This is article is a guide to the 60-40 portfolio.

What is a 60-40 portfolio?

The 60-40 portfolio is an investment strategy where the investments are made up of 60% stocks and 40% bonds. It is often referred to as a balanced portfolio.

It has been one of the most common investment strategies over the last 40 years and is the default portfolio used by many financial advisors and investors.

How does a 60-40 portfolio work?

Investing in stocks is risky as they are volatile and can suffer large ups and downs. Over the last 22 years there have been drops of 37%, 32%, 52%, 28% and 34%.

Having 100% of your investments in stocks leaves your portfolio at risk of taking some heavy losses.

However, bonds are relatively low risk and generally protect your money from big losses. Bonds also provide a yield which provides the portfolio with a steady and regular income.

The theory is that two asset classes are uncorrelated; if stocks go down the bonds will go up. This helps reduce the negative impact on your investments when the stock market crashes.

But why the 60-40 split? Historically stocks have provided greater returns than bonds. So, balancing 60% of a portfolio towards stocks will allow a portfolio to benefit from the increased returns stocks provide. The 40% in bonds provides a safety hedge and a yield to support the portfolio when stocks are struggling.

There are different portfolio splits according to your risk tolerance and investment life cycle but the 60-40 provides a good balance between growth and protection.

What are the returns of a 60-40 portfolio?

Since 1988 the 60-40 portfolio has returned 7.5%. The portfolio outperformed a 100% stock investment in the MSCI World Index (cover the large and mid-cap companies in the 23 developed countries)

60-40 portfolio returns since 1988

As you can see from the graph below the returns have been much smoother and less volatile in the 60-40 portfolio than the peaks and troughs of an all stock portfolio. It has also outperformed a 100% bond based portfolio.

The advantages of the 60-40 portfolio

The mix of assets helps reduce the volatility and protect the portfolio against large losses which can be emotionally and financially painful, especially if you are close to a time when you need to access your investments.

The balanced portfolio ensures a disciplined approach to investing and promotes successful investment behaviour. By regularly rebalancing the investments to keep the 60-40 mix you automatically sell at the highs and buy at the lows.

For example, if stocks have gone up and represent 70% of the portfolio you will sell the 10% crystallising profits. When markets go down the bond percentage of the portfolio is higher you will sell bonds and buy more shares when they are low. It helps you to avoid the biggest mistake of panicking and selling when the market is going down.

The disadvantage of a 60-40 portfolio

The portfolio does not stop losses or negative periods. 60% of the portfolio is invested stocks which are the high risk assets. If stocks drop by 50% the stocks part of the portfolio will still go down by to 30%. The 40% bonds may provide some upside, but your investments will still take a considerable knock.

Stocks and bonds are not always uncorrelated. With globalisation, low interest rates and modern central bank monetary policy assets have become more correlated and so bonds can sometimes move down with stocks. At these times, the bonds will not be an effective hedge as expected.
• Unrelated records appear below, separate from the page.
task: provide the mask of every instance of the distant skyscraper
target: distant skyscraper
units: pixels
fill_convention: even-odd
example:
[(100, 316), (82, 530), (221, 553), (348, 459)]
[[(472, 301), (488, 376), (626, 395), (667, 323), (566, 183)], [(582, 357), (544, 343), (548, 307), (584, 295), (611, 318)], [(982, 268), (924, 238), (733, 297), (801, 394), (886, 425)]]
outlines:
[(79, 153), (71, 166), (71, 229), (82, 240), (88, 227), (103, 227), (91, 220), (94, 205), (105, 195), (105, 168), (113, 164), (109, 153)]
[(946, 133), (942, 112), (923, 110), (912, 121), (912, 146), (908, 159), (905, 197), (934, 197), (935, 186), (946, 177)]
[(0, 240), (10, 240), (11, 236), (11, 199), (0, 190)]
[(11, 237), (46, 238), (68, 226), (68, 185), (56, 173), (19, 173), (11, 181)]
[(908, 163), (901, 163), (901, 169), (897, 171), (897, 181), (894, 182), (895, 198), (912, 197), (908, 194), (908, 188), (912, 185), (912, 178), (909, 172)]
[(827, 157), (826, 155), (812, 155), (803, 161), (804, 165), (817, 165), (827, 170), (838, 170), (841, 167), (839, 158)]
The 60-40 portfolio does not diversify the portfolio with real assets such as cash, property, commodities, gold, or cryptocurrencies which can be beneficial to an investment strategy especially in times of rising inflation.

How do you build a 60-40 portfolio?

Most investment platform offer 60-40 ready-made portfolios. A professional investor has already chosen the assets and will rebalance the portfolio regularly. This is the best way for new investors to start investing in a 60-40 portfolio.  

Some investors build their own using just index funds or etfs.   

Others pick their own individual assets, but this takes a lot of time, knowledge, and experience.

If you are unsure or need further assistance, contact a financial advisor.

60-40 portfolio summary

The 60-40 portfolio has worked very well for the last 40 years. The portfolio has provided good returns and at the same time reduced the volatility of investing compared to an all shares portfolio.

It creates a disciplined approach to investing ensuring investors avoid the biggest mistake of selling low and actively helps investors to buy low and sell high.

However, historical performance is no guarantee of future success. Currently, bonds are expensive, and yields are extremely low, or negative; combined with increasing inflation this portfolio may prove to be less successful in the future.

Some investors are adapting the original 60-40 portfolio to include other assets to protect against inflation and low bond returns.

The 60-40 portfolio can be a good starting point for many investors.

As with all investments make sure you have worked out your investment goals, time horizon and attitude to risk to find the right portfolio for you. If in doubt seek financial advice.